どんな理由にせよせっかく海の近くに住んでいるのです。憧れの海近の家に住んでいるのです。
徒歩五分で海なのです。なぜそれを楽しもうとしてこなかったのか。足りない、ない、と嘆いてばかりいたのか。そんな反省がやってきました。

そしてたぶん、それは、いまこのアパートで友達ができはじめ、一緒に波乗りに行ける人もできて、さみしいという感情がどんどん減ってきたからこそなのかもしれません。

とにかく、なんかおかしなモードの時期をやっと過ぎたな、という気持ちで海からの風に吹かれていたのでした。

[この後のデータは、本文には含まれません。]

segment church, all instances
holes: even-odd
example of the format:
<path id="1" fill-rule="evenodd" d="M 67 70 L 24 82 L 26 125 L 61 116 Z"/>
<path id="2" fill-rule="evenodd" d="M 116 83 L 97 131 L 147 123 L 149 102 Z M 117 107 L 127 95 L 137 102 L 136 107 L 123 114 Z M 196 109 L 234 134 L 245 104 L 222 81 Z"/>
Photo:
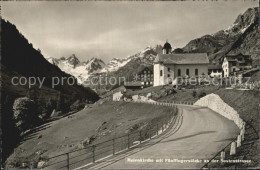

アパートを出て海に向かう道。真ん中にかすかに見えるブルーが海です。

5分歩けばこのようなビーチが広がっていました。知らなかった。

こんな空があった

このカフェに陣取り、長いこと海を眺めていました。あとで友達もやってきてお話しました。
そうそしてこう思ったのでした。作戦を練ろうよ!って。
このような場所に数名で集って、作戦を練ろうよ、って。自分はどうやって生きて行くか、日本をどうするか、どうやったら楽しく暮らせるか、作戦をね、練ろうよね、って。

PS
決して自慢してるんじゃないからね、本当に今日はいつになく風景が美しく見えたのです。明日はわかりません。でもいつでも遊びにきてね。一緒にマンゴージュースを飲みましょう。

2 件のコメント:

匿名 さんのコメント...

とてもステキな海で、とてもステキなエピソードだった。
よい一年を送れそうだね。

あけましておめでとうございます。
今年も宜しくお願いします。

でび

Unknown さんのコメント...

あけましておめでとう!
そう、いい海があったのです。まあ楽しんでやってみるよ!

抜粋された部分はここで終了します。